Malgré l’avance française en matière de crowdfunding , il existe un manque de clarté juridique qui empêche le développement de ce système de financement. En effet, à voir les plates-formes qui apparaissent et disparaissent aussi rapidement, il y a de quoi mettre la puce à l’oreille de tout investisseur débutant ou expérimenté. C’est pour cela que le fait de doter le financement participatif de règles strictes est une nécessité absolue.

Les plateformes doivent obligatoirement fournir aux investisseurs un contrat type qui formalise les conditions de financement pour officialiser ce type de prêt ce qui a pour conséquence d’en défaire les banques du monopole des crédits.

  1. Les statuts

Il est important de savoir que le crowdfunding regroupe 3 méthodes de financement qui sont le don contre don, le prêt et l’equity qui est le financement en capital. Or le nouveau règlement ne concerne pas vraiment le don contre don mais modifie les règles de jeu du financement participatif par prêt ou equity.

Au niveau des prêts, la nouveauté se situe au stade du plafonnement. A ce titre les entreprises pourront maintenant lever jusqu’à 1 million d’euros via des plateformes de prêt agréées avec un statut d’intermédiaire en financement participatif. Les internautes quant à eux ne pourront excéder 1000 euros de prêt chacun. De plus les prêts ne peuvent en aucun cas dépasser les taux d’usure légaux. Les prêts sans intérêt sont soumis à la même législation.

  1. 1 million d’euros pour l’equity

La nouvelle législation en matière de crowdfunding va concerner l’equity ou financement en capital. En effet la loi allège les obligations des plates-formes en ce sens qui ne seront plus obligées de respecter l’obligation d’informer les clients sur une offre publique de titres. Par contre il est possible de lever 1 million d’euros contrairement au 100 000 précédents sans recours à l’appel privé à l’épargne.

  1. Encadrement de la « foule »

La nouvelle ordonnance va encadrer le crowdfunding et en même temps protéger l’investisseur et ce au fil des années par des ajustements sur les seuils et l’accès des personnes morales.

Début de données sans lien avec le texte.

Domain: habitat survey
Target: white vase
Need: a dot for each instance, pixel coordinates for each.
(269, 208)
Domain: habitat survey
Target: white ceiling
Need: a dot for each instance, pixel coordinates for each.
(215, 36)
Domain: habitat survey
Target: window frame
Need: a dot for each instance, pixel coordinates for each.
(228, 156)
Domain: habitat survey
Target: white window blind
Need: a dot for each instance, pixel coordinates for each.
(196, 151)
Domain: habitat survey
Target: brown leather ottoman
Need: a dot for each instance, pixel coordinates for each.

  1. Le fonds d’abondement

Le fonds d’abondement du prêt et de l’investissement participatif se base sur le principe du co-investissement. En d’autres termes si une entreprise lève 100 euros via le financement participatif, une banque d’investissement peut tout aussi bien financer le projet mais l’opération est risquée vu la mainmise possible des acteurs bancaires traditionnels sur le fond empêchant les internautes de miser à leur gré.

  1. La fiscalité

En Angleterre, les plus-values sont exonérées et en cas de perte les investisseurs profitent d’un crédit d’impôt de 105% ce qui a tendance à stimuler l’investissement. A ce titre la France a tout intérêt à travailler davantage sur la fiscalité du crowdfunding pour le rendre plus avantageux en la matière car pour le moment les plus-values sont fortement taxées.